During the autumn of 1890, when speculation on the London Stock Exchange was running riot, principally in regard to securities of the Argentine Republic, including not only the national obligations, but municipal loans and investments in commercial enterprises, a cloud began to appear in the financial sky. The great banking house of Baring Bros, was on the edge of collapse. The failure of that great firm of bankers would undoubtedly take down with it many other moneyed institutions, and such a disaster in London's financial centre would carry untold misery to the rest of the financial world.

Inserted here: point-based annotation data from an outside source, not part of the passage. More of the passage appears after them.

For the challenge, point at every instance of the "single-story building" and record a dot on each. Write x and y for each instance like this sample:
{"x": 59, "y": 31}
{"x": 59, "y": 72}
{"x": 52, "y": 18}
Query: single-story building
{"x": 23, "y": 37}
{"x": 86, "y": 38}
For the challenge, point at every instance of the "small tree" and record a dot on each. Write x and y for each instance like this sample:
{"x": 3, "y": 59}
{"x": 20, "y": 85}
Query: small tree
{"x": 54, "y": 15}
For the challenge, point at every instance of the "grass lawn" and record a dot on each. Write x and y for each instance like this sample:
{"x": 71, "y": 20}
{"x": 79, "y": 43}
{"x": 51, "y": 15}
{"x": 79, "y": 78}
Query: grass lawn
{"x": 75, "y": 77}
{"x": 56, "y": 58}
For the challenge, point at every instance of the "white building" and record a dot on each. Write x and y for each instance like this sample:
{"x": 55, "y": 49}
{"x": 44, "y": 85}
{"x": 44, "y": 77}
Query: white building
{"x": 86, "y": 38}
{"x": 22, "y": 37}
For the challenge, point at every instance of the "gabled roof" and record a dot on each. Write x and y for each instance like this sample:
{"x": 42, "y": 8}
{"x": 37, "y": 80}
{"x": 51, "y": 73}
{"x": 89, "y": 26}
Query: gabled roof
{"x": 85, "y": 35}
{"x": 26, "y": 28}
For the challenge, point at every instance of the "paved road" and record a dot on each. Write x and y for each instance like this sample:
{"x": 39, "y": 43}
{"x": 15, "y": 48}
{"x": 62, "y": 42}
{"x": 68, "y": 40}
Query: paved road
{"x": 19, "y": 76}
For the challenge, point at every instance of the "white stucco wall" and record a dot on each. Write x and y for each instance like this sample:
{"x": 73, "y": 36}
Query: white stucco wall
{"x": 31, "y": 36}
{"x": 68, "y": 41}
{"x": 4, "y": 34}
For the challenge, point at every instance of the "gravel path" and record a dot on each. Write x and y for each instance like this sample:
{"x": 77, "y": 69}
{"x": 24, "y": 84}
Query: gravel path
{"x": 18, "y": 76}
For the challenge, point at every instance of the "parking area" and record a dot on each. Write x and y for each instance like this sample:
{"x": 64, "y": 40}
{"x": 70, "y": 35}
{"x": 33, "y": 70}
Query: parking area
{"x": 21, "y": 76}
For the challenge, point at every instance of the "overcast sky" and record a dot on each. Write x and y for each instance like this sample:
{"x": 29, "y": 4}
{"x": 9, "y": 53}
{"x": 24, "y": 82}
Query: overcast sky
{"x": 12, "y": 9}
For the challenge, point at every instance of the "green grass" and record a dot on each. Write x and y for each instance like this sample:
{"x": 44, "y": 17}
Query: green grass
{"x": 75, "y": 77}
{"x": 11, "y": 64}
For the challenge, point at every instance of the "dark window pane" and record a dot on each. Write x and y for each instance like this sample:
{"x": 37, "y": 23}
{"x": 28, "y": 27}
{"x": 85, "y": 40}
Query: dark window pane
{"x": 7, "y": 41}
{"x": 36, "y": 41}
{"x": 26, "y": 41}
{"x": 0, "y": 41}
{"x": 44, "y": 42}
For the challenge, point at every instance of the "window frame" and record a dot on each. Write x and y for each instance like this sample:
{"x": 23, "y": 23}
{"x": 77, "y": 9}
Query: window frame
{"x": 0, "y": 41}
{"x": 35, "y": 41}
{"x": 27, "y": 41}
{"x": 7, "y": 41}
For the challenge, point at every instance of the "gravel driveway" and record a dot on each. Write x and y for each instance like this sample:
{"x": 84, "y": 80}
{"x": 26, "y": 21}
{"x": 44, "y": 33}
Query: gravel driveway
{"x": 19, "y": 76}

The forerunner of impending disaster was already beginning to be felt and the feeling that the world's finances were standing on the brink of disaster was apparent everywhere. The actual realization, however, was averted by a heroic effort on the part of the Governor of the Bank of England, who obtained a loan of gold from the Bank of France, and St. Petersburg, against which an issue of paper money was made by the Bank of England to temporarily accommodate the public.
He also persuaded many of the leading bankers of London to unite and subscribe a large guarantee fund, so the total assets of the Baring Bros, were taken over, and liquidated by the Bank of England, and a large surplus eventually returned to that firm. Therefore, by a wise and prompt action on the part of Mr. Lidderdale, then the Governor of the Bank of England, a world panic was prevented.